Take Two Director Lori Bell said kids who’ve experienced trauma are frequently misdiagnosed with ADD or ADHD as a result of their behavior. She said that for this year’s Take Two students, grief was a huge common factor, as students tried to cope with loss while continuing with their day-to-day schedules.
“If we don’t have those basic needs met then we can’t even begin to teach academically,” Bell said. “If their brains aren’t ready to learn, you can’t teach.”
“We tell them when they come in that we can’t control what happens when they leave us at 3:15 until they return to us at 8 the next morning,” Kennedy said. “We do everything we can to control their surroundings and make sure they’re in a safe environment.”
The homelessness assessment didn’t always exist. Before McKinney-Vento, teachers would do their best to pick out struggling students and find out what their living situations were and did what they could to help kids one-on-one. James Meece, a former Take Two administrator, often drove kids to shelters, helped them contact relatives and raised money so students could stay at hotels.  They introduced the McKinney-Vento program roughly 10 years ago, a change that brought the extent of the problem to light.
“He’d do everything he could to catch the ones that were a little more obvious than the others,” Kennedy said. “We started to see more when Sabra started finding these missing pieces.”
Today, there are still barriers that allow students to slip through the cracks. More often than not, it’s a teacher that finally catches on and calls a counselor or Emde directly.
“You can meet a kid who, every day, can be perfectly well-dressed with great grades,” Kennedy said. “You’ve seen this side of this child almost the entire school year and suddenly they have a huge meltdown, they’re cussing and yelling that you don’t understand. You finally delve into their life and you realize they don’t have a place to live.”
Large class sizes make recognizing red flags all the more difficult for teachers in the average Oklahoma public school, and a homeless student can go unnoticed for much longer in a large classroom than a small one.
“If they’ve got 35 kids in a classroom, that’s hard,” Kennedy said. “The best thing you can do for those 34 other kids is remove them, and it’s sad.”
Students may also hide their situation out of shame or embarrassment. Sometimes, parents encourage them to stay quiet, but occasionally, it’s a miscommunication and students are mistakenly under the impression that their parents want them to keep mum.
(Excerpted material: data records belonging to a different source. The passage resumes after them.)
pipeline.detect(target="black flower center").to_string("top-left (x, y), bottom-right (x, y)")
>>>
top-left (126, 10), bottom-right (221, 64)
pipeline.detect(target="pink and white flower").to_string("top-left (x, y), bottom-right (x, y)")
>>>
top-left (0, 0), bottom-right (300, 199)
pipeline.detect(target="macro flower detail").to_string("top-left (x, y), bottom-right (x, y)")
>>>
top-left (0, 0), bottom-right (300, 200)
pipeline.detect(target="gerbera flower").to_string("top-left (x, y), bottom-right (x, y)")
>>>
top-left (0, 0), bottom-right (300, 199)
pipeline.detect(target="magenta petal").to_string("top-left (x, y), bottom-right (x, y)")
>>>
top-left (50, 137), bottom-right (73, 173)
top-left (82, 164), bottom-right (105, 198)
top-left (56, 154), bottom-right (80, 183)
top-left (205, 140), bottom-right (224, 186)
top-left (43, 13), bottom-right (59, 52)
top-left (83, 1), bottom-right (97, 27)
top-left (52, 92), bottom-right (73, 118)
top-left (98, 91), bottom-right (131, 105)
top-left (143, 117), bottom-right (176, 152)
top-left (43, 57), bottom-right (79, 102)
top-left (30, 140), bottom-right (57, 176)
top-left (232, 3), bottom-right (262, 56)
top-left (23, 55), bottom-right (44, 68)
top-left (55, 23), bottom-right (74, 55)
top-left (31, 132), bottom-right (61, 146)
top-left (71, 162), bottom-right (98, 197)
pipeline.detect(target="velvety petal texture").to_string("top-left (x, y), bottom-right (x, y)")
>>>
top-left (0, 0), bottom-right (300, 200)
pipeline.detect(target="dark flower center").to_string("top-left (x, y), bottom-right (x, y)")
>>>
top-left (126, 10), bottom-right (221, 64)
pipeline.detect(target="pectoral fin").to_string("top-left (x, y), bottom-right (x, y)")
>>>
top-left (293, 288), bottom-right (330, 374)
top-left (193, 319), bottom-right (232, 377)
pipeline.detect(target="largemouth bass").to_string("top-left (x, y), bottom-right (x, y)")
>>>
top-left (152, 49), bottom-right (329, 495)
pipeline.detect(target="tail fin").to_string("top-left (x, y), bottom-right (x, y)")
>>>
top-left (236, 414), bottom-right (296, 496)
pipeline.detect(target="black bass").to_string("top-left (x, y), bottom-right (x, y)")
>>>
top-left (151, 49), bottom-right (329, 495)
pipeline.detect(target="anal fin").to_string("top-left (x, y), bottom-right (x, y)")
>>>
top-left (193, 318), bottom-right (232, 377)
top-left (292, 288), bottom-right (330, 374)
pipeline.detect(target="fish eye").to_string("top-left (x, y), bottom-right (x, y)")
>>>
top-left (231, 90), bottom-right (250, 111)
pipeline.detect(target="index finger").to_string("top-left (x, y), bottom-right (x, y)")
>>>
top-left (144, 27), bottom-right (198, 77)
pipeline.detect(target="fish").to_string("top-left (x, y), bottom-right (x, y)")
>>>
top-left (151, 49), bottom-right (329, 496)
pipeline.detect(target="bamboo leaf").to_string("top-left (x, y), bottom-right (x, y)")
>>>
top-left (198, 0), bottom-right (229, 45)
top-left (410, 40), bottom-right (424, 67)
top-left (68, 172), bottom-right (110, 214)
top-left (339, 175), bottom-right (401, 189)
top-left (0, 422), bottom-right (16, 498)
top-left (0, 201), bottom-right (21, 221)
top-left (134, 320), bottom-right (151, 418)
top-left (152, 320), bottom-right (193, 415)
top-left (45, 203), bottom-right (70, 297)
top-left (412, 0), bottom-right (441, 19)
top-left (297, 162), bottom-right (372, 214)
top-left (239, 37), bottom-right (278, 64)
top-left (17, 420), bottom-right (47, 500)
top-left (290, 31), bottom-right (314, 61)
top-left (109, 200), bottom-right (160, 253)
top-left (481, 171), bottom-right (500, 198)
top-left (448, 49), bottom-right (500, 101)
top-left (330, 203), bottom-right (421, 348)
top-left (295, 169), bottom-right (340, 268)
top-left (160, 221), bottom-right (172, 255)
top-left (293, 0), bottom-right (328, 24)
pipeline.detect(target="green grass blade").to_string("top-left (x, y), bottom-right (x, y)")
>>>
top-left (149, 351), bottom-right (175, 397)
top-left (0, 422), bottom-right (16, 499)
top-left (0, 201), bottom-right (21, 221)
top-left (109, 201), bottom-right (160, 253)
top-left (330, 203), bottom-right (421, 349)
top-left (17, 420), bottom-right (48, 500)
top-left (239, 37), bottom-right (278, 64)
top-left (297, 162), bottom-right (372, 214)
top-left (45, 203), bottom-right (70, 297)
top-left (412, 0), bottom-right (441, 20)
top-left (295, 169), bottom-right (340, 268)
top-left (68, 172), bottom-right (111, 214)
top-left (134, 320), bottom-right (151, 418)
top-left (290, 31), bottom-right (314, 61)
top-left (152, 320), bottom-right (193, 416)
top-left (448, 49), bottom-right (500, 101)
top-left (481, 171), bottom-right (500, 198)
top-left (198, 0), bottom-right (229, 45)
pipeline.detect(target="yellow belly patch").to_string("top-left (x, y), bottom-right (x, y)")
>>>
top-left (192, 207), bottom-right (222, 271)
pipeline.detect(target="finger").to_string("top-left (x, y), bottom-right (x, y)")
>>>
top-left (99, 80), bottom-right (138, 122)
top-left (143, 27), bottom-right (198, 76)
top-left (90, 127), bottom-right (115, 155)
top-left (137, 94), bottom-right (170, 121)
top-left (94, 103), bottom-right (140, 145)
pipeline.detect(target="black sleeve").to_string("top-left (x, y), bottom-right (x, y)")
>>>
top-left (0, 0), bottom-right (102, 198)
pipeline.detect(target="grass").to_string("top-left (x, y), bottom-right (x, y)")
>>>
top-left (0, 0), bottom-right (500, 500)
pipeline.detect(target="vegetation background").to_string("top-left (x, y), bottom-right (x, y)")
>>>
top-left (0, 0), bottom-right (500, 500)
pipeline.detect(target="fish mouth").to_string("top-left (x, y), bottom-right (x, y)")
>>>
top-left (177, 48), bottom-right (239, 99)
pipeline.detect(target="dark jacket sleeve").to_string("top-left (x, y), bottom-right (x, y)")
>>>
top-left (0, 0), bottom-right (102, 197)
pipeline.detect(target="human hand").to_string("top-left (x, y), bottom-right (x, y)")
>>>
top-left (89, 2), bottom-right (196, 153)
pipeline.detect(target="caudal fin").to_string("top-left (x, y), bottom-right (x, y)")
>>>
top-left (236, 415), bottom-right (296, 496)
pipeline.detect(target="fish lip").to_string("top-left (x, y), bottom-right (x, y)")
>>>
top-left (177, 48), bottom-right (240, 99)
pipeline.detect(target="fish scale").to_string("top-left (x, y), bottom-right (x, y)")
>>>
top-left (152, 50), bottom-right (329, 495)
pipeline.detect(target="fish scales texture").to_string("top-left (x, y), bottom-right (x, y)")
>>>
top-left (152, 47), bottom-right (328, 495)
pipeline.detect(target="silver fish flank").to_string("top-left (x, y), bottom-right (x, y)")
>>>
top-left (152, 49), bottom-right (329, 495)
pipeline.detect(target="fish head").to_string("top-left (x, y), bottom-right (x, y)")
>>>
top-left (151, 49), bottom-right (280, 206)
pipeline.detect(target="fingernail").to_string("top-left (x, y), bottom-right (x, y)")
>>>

“It’s about making sure that when they get here they know, if they had no electricity, they haven’t showered or they had to sleep in their car, they know that we’re going to meet their basic needs,” Kennedy said. “If we’re not meeting their basic needs, then they’re not able to learn.”
The district is now more adept at finding and helping homeless students, but some resources have been lost in the shuffle.
Take Two shrank by about half when it moved from Dickson to its Ardmore location in 2011. That year, reduction-in-force measures reduced space and staff. Additional programs like ELL classes for adults, parenting classes and behavior classes for young children were eventually discontinued and the school is only equipped to teach high school-age students.
“In actuality, the alternative education program is supposed to serve grades 7 through 12,” Bell said. “We’re unable to serve middle school students, so our focus is on grade 11 and 12.”
Take Two is moving into a new location next year, something that will give them more space.
“We’re hoping that once we get situated there, we’ll be able to bring in more staff eventually,” Kennedy said. “I don’t know that we’ll ever get back to where we were. It would be great if we did, but it has to be baby steps. We’ll hopefully get to keep growing.”